OK I am not sure if this is the place to post but I will go ahead and do it. I was just wanting to know some times my Blue Gourami will turn a dark blue. Is this cause he is stress or just trying to blend in.


----------



## Guest (Nov 25, 2007)

Is this a Blue Gourami or a Blue Dwarf Gourami?

The darkening is probably from stress. Your tank is cycling and that can be stressful on fish. 

Do you have a test kit to check your water for ammonia, nitrIte, and nitrAte?

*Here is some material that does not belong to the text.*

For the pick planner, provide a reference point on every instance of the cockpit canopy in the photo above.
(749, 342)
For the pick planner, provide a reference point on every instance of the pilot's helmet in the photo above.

Also, if its a Blue Gourami (and not a Dwarf), he will outgrow a 10g. They can get 4-5 inches and are pretty aggressive.


----------



## Ricker (Nov 23, 2007)

Well in a cycled tank he was turning dark blue and no he isn't a dwarf. He is nice to the platy I got. They get along great they don't mind each other. and the plants they both love. I will post a pic soon.


----------



## Guest (Nov 26, 2007)

The cycled tank was a 1g, though, right? Small tanks can be stressful too. 

A 10g isn't going to be big enough for long. My Blue gourami is right at 5 inches.


----------



## Ricker (Nov 23, 2007)

Well I think he will do good for now he is a baby when i got him less then a inch. Also can I fo ahead and and get more platies?


----------



## Ricker (Nov 23, 2007)

Well I got a new question. After I feed him and he eats all the food he swims to the top and eats air bubbles. Does he just think this si food. He only does it after I feed him or when he is hungry.


----------



## Guest (Dec 1, 2007)

He's probably not eating air bubbles. Gourami do breathe air, but they shouldn't really have to go to the top for it that often. He could, on the other hand, be gasping for air because the ammonia is high or the tank isn't clean, or overstocked. Check your water parameters to see.


----------



## Ricker (Nov 23, 2007)

OK I will.


----------